If you’ve felt a general lack of good vibes lately between Minneapolis city officials, there was an improv comedy show you missed Tuesday night in Uptown.
The Theater of Public Policy, performed before a delighted audience at the Granada Theater, featured Mayor Jacob Frey and City Council president Elliott Payne (Ward 1) in an in-depth, nuanced and even cordial discussion about thorny city issues like affordable housing and Minneapolis’ next police chief.
The conceit of T2P2 (see what they did there?) is that the interview, moderated by cofounder and man about town Tane Danger, occasionally breaks for rapidfire, and sometimes deranged, improv skits based on the conversation.
It’s a balancing act, one that is made all the more fascinating by the fact that Danger wasn’t simply tossing softballs to his guests. The first question was about the realities of hiring the city’s next police chief, with Frey and Payne discussing their mixed feelings about former chief Brian O’Hara’s tenure.
Frey called O’Hara “in many ways a great chief,” but said his reported interference with an investigation was unacceptable. Frey hopes, he said, to have someone new in the role within a few months.

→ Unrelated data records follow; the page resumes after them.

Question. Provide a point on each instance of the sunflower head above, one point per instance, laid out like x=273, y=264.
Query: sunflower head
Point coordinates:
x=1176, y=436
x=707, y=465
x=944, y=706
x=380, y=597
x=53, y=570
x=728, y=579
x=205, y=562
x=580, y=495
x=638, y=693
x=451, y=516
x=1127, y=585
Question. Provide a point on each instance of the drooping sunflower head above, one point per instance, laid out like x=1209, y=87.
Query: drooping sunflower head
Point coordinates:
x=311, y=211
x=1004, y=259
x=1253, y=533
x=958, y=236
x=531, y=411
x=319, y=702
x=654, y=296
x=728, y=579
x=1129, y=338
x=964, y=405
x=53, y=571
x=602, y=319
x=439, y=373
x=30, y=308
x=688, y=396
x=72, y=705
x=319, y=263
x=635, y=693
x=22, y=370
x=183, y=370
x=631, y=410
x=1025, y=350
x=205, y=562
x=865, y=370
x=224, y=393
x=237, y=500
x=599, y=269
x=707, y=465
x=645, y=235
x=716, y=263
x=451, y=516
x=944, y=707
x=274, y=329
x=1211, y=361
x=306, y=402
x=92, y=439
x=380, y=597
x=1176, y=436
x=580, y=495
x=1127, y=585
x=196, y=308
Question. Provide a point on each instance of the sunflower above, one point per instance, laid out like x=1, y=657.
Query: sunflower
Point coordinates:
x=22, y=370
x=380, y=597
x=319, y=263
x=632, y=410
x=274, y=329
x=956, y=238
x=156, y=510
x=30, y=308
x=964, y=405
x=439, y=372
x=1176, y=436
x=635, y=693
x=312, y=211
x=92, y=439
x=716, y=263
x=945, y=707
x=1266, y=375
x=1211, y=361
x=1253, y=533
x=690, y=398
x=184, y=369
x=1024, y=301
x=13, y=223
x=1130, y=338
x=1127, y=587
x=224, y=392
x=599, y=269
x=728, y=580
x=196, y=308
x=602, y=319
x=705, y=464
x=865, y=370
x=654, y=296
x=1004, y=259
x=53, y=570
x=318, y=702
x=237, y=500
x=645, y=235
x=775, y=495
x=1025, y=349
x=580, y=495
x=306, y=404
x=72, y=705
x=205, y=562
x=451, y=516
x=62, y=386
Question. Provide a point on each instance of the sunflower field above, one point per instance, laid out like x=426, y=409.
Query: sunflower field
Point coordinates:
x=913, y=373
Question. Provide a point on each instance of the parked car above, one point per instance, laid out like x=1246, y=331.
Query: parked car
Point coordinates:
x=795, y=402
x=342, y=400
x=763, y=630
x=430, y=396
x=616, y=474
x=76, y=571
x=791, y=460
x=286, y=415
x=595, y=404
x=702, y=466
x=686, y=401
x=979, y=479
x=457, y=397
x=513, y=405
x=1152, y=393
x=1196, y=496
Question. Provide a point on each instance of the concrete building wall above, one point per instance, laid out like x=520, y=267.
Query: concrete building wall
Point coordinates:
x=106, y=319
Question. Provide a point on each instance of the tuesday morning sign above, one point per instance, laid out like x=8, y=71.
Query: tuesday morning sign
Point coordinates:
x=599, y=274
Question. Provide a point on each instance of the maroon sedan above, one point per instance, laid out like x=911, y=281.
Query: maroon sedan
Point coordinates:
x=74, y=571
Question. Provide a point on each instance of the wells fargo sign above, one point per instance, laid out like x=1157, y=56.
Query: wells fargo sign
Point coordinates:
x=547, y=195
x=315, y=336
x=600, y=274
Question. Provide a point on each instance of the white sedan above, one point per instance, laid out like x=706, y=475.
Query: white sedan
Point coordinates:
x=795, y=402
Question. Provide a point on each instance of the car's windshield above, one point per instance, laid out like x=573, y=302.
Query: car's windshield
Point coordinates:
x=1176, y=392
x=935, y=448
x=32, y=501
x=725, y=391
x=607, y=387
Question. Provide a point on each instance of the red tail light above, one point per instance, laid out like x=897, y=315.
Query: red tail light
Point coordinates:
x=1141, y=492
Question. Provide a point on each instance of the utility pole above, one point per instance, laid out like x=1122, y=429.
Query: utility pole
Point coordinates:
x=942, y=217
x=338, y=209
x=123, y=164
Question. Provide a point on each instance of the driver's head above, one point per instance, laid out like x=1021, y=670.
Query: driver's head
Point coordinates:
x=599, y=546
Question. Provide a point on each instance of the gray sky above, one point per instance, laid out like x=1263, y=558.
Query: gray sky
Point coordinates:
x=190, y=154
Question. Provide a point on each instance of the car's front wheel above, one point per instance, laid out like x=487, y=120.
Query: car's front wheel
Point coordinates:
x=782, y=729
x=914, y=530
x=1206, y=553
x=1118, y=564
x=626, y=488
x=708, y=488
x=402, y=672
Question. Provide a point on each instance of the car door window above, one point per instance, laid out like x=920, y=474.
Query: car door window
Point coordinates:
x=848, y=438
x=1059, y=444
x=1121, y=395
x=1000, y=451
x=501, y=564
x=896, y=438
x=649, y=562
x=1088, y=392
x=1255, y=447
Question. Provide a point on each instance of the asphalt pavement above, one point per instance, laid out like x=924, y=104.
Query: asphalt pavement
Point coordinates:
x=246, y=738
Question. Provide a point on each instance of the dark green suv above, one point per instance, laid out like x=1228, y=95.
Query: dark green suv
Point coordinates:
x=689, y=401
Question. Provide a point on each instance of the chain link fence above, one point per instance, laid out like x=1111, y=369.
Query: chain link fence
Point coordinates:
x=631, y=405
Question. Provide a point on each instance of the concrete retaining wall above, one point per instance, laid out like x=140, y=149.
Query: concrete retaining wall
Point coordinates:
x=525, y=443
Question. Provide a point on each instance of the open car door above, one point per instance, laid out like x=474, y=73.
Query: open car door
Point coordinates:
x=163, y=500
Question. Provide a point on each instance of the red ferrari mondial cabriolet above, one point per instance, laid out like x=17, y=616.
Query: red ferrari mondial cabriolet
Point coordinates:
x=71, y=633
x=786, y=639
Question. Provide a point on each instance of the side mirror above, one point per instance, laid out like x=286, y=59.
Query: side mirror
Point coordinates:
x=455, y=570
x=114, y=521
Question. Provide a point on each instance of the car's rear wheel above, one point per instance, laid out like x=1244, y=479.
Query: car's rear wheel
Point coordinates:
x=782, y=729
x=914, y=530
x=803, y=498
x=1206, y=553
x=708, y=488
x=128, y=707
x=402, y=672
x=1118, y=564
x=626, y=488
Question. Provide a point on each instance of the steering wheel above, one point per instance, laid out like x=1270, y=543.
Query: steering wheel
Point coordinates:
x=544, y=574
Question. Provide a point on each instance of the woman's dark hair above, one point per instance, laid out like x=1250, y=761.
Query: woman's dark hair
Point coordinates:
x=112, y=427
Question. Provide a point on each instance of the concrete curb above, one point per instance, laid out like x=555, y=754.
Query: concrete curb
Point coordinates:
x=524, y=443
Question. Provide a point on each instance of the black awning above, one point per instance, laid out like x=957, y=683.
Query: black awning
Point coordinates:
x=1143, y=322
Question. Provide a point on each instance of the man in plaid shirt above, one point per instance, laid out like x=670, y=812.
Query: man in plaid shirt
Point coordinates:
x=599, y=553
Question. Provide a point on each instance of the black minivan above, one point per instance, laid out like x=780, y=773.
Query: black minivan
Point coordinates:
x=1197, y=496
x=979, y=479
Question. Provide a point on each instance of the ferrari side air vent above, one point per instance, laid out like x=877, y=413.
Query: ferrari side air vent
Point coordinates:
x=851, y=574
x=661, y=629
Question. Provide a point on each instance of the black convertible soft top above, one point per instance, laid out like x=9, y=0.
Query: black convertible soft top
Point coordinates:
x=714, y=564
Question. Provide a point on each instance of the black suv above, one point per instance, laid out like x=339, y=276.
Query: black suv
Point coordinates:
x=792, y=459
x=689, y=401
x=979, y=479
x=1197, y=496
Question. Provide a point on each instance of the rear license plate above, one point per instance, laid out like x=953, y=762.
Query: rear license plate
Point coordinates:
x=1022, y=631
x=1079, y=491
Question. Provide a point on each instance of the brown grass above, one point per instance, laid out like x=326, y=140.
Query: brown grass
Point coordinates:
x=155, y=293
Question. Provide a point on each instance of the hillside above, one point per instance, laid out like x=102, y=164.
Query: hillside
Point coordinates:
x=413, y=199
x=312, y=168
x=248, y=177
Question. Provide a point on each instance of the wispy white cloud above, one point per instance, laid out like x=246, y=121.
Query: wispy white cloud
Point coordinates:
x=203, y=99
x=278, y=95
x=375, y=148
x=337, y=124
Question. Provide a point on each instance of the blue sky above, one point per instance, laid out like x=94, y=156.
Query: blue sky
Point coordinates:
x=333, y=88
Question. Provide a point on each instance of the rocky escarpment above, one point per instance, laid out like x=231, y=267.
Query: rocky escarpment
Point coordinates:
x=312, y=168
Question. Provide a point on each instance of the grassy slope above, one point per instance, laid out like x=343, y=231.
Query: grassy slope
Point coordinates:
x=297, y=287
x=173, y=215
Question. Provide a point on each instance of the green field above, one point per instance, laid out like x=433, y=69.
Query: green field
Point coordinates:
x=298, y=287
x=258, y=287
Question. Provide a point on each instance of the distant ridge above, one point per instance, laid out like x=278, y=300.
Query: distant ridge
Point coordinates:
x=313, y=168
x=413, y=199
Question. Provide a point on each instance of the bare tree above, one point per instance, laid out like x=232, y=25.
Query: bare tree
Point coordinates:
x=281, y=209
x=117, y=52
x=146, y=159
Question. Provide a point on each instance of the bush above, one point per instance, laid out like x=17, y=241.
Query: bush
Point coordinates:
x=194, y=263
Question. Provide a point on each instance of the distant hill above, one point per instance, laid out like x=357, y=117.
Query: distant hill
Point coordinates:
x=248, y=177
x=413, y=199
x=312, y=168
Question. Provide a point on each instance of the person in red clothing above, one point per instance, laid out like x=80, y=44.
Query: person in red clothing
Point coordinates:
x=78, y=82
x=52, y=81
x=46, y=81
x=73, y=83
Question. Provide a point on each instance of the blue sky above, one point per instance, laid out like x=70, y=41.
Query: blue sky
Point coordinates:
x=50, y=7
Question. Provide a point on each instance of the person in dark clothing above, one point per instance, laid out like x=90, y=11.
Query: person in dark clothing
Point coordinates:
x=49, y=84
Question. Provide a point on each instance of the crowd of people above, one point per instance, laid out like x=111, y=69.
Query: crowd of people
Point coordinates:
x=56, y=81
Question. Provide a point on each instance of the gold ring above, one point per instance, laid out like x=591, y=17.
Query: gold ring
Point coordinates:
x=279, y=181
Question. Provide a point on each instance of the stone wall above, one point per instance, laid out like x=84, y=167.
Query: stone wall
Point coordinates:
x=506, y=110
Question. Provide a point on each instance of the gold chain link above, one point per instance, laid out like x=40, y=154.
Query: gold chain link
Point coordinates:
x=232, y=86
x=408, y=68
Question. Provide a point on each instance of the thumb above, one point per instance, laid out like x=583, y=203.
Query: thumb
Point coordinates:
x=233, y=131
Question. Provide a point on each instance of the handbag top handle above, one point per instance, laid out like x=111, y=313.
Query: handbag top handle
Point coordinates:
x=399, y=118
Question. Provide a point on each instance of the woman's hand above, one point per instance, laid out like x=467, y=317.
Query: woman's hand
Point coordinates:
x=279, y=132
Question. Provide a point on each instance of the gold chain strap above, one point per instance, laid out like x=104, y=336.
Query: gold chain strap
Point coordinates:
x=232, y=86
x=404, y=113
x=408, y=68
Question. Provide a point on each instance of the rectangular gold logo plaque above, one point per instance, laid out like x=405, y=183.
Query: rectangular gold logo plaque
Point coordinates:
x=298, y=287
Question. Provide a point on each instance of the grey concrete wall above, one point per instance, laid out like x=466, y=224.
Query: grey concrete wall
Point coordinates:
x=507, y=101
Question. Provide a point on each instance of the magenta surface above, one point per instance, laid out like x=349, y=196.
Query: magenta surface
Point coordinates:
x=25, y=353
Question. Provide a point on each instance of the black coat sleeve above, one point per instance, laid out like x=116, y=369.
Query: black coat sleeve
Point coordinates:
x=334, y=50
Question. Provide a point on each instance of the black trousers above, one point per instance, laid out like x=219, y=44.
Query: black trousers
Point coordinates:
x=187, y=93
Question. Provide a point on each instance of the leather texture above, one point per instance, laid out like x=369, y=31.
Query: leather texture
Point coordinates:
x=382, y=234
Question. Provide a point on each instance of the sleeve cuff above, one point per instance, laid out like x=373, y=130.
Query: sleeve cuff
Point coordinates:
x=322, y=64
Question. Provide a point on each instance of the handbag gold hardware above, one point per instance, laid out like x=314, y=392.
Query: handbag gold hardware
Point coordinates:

More enlightening were conversations about property tax values and affordable housing. While Frey and Payne found agreement on the use of tax increment financing and innovative public housing models, Danger pushed them on their differences. Payne called for bigger swings and stronger government involvement, while Frey questioned if the most good might come from simply putting that energy into the city’s existing public housing programs.
Payne said repeatedly, too, that he wanted clarity and consistency on whether the city would adopt a capitalist approach to development policies or lean toward stronger government intervention.
“Or,” he asked, adopting the tone one might use to tell a ghost story around a campfire, “are we socialists?”

The improv scenes were usually, if tangentially, related to the discussion. A Payne comment about playing “fast and loose” with TIF money became a dinner party where a guest named Tif attempted to draw her hosts into a polyamorous relationship. And a discussion about the future of Uptown businesses led to a bizarre song about the joys of clipping your toenails in public.
Extremely specific references had the audience roaring, including a nod to the late great Rudolph’s Bar-B-Que. And the night’s biggest laugh came at the expense of dispensaries: “We cannot prop up Uptown on weed alone,” a performer exclaimed.
More than anything, the event showcased that city officials can have these discussions. Payne noted that he actually appreciates his relationship with the mayor, but that it’s often made to look negative through the hyperfocused and magnified lens of social media and news coverage.
Frey scored some laughs, too, ribbing Payne for the latter’s extended and passionate diatribe about Elon Musk’s purchase of Twitter and how it had poisoned discourse across all levels of government.
“If you’re wondering what it’s like to have a meeting with Elliott Payne,” Frey said, “this is a huge percentage of it.”